On the diplomatic front, the Yongbyon restart is a demonstration by North Korea that it is an autonomous nuclear state with full-cycle fuel production, which is the critical variable for any country that wants to have an independent nuclear program. The fact not only makes international leverage on North Korea to end its program very weak, but also gives Pyongyang a relative advantage in expanding its civilian nuclear program and developing export technologies for the developing world. This potential reality is made more plausible by North Korea’s vast uranium deposits. While North Korea withdrew from the Non-Proliferation Treaty a decade ago, it is still possible to push Pyongyang for bilateral or trilateral intergovernmental control mechanisms in nuclear trade, to ensure the security of atomic technology in the recipient state. These would involve monitoring, reporting, and inspection norms to ensure accountability for practices, materials, and technologies.

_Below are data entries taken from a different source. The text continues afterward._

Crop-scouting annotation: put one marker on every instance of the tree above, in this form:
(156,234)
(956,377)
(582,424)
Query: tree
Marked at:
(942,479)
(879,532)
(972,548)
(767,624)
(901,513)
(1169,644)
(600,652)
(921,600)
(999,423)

Alternatively, economic sanctions against states that potentially do nuclear business with North Korea would slow down but not eliminate the risk, as the precedent with Iranian-North Korean trade in military technology already demonstrates. All the while, the development and export of 10-100 megawatt nuclear reactors is not unrealistic to expect if North Korea puts its weapons-manufacturing capacities towards the manufacturing of reactors. The fact these reactors would have small capacities makes them easier to produce than reactors with mid- or high-end power-generation capacity (800-2000MW). Correspondingly, lower maintenance costs mean that they become an attractive option for use in poorer countries on the local or regional levels.

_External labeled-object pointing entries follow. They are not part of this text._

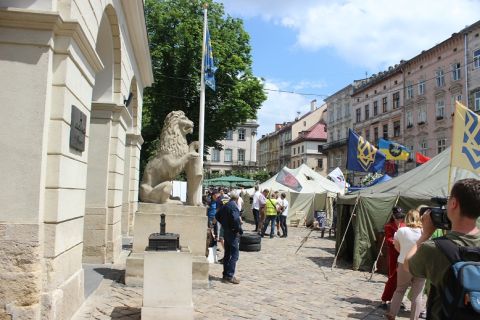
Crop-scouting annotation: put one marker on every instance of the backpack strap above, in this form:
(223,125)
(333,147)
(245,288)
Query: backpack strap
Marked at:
(449,248)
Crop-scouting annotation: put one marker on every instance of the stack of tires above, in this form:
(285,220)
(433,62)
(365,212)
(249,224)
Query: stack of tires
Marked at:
(250,242)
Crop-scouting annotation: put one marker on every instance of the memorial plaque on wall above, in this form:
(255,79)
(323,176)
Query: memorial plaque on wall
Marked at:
(78,129)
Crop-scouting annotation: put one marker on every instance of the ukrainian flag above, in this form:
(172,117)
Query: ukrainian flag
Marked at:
(393,150)
(466,139)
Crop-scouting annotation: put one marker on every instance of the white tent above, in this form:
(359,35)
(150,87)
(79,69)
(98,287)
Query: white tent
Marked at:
(316,194)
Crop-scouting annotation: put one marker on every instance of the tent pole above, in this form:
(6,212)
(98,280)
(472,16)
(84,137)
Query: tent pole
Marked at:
(374,267)
(334,264)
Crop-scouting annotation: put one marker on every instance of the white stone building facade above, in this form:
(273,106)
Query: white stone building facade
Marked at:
(74,74)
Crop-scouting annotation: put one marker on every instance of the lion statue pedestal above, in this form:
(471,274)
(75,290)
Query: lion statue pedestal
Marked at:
(190,221)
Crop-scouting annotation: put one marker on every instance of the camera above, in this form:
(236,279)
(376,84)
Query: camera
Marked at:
(438,214)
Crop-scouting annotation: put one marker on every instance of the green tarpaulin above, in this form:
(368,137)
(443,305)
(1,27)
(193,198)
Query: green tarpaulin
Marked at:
(413,188)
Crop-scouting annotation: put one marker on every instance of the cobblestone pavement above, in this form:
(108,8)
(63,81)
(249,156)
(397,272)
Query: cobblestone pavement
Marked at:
(276,283)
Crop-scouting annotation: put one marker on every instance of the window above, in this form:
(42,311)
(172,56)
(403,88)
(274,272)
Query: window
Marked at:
(476,59)
(440,78)
(396,100)
(215,155)
(440,109)
(410,91)
(320,163)
(241,155)
(228,155)
(421,88)
(396,128)
(422,115)
(476,106)
(409,119)
(241,134)
(423,147)
(441,144)
(385,131)
(456,71)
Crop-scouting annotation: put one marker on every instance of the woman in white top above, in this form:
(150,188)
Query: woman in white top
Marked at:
(404,239)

From a military perspective, North Korea’s nuclear program is worrisome, as it will likely lead to the miniaturization of nuclear devices and a rise in intercontinental ballistic missile capacity. The catalyst for these developments was North Korea’ space launch in January, which managed to successfully put a satellite in orbit. At the end of August, satellite imagery also revealed that the same launch site is being expanded to test long-range missile capability, as well as enhance space launch capacity. Subsequent generations of rockets and modernized nuclear weapons mean that North Korea may acquire the ability to put nukes in orbit. The Outer Space Treaty, codified in the 1960s, represents a near-universal international agreement to prevent the weaponization of space, but the DPRK is once again not a signatory of this arms control agreement.

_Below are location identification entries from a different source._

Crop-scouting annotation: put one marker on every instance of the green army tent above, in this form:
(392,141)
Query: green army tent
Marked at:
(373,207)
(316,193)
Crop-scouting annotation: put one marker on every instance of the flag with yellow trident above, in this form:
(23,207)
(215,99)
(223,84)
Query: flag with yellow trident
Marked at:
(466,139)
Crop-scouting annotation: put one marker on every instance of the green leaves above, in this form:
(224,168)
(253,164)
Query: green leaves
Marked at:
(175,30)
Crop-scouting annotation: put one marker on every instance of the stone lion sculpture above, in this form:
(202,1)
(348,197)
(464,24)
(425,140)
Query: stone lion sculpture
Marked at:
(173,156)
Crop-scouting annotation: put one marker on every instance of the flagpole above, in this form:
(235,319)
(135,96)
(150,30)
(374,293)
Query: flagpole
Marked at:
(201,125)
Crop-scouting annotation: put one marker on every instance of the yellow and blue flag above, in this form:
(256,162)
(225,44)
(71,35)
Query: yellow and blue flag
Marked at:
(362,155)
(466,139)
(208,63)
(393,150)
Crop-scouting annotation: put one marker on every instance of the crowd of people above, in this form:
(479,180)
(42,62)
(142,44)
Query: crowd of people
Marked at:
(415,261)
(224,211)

The potential diversification of long-range ballistic missile capability, the development of a launch rocket family, and the export of nuclear and space technology means that is a world ostensibly dedicated to nuclear non-proliferation, North Korea is poised to move exactly in the opposite direction. The longer the six-party talks, a negotiation format for Pyongyang's nuclear program, are frozen, the more time Pyongyang has to develop more sophisticated capabilities in these areas. Soon, it will not be realistic or profitable to demand the rollback of these industries, because they are eventually going to enter the civilian economy in the DPRK. Fighting a war holds unimaginable risk, because it would near-certainly see the deployment of atomic weapons, in what could end up being a regional nuclear holocaust — a reality no one desires.
Tit-for-tat diplomacy might be the best way to bring North Korea into the international consensus on arms control. Security guarantees could govern the DPRK's production capacities, active weapons, and raw materials. It would, however, take a considerable amount of wisdom from Kim Jong-Un to stop playing geopolitical poker on the Korean peninsula and would require more active diplomacy on behalf of the West, China, Japan, and Russia to move forward effectively.